母も同じことを考えているのか、私と同じようにいつもよりも食事のペースが早い。男どもの話を聞いてたら、いつまで経ってもここから抜け出せられそうにないということがやはり分かっているらしい。
さっさと美味しいご飯を食べ終え、まだまだなにやら言っている兄たちを無視して部屋へと戻った。
「はぁ……」
部屋に着き、ソファに座るなり大きなため息が出た。婚約式が近づいてくるほど、このため息の数は少しずつ多くなっている気がする。

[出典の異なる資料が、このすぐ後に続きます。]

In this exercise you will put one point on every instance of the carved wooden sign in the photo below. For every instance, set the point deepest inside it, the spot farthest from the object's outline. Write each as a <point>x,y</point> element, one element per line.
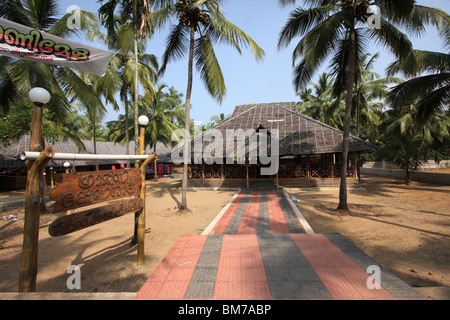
<point>80,220</point>
<point>88,188</point>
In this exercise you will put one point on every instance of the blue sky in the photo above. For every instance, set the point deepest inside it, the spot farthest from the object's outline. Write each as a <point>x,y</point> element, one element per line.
<point>247,80</point>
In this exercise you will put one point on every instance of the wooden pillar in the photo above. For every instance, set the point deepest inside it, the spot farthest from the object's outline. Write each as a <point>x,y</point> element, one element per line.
<point>246,174</point>
<point>308,163</point>
<point>28,269</point>
<point>140,215</point>
<point>203,169</point>
<point>332,166</point>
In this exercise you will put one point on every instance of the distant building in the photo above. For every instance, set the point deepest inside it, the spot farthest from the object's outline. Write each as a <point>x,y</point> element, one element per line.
<point>309,151</point>
<point>13,171</point>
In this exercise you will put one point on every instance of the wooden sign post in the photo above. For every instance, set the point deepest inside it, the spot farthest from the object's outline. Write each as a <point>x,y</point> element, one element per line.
<point>28,269</point>
<point>88,188</point>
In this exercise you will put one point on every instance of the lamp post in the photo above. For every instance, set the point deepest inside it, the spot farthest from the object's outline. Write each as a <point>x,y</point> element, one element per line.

貴族では婚約するまで相手の顔を知らない、なんてこともないこともないので仕方はないが、私のお相手は噂が少々物騒過ぎる。ご尊顔は大層綺麗らしい、とも聞いたことはあるが、だからこそ恐ろしいと言う話もある。
「憂鬱そうですね。お嬢」
「うーん、この前までまさかこうなるなんて思わなかったから改めて近づいてくるとちょっとね」
期待と不安、そんな感情が入り交じって胸をグルグルと渦巻いている。
「ノア・アシェル・ルードウェル皇太子殿下、か」
思わず夫となるかもしれない人の名前を呟いてみる。
彼がこちらの夜会などに招かれたりすることもあるというのに、何故か私はお会いしたことはないんだよね。兄や友人は本人を見たことがあるらしい。
よく考えてみると、私は彼と会えそうな機会の時には決まって高熱に魘されたり、眠気でふらついて階段から落ちてしばらく起きなかったり(何故か1人で行動したいと言った時にやらかす)、領地で色々あって出席できなかったりしている気がするな。
何だか偶然にしては出来すぎてる。……気のせいかな。
(……1番の悩みのためは、噂通り超怖い人だったらどうしようってことだわ)
結局、婚約後や結婚後のこと、皇太子妃になるかもしれないことの不安よりも今はそれへの不安が強い。貴族の中にはそれはもうキンキンに冷えきった、超極寒の夫婦仲の所もあるので自分もそうなったら、なんて鬱々と考えているうちにはいつものように眠気が来て眠ってしまった。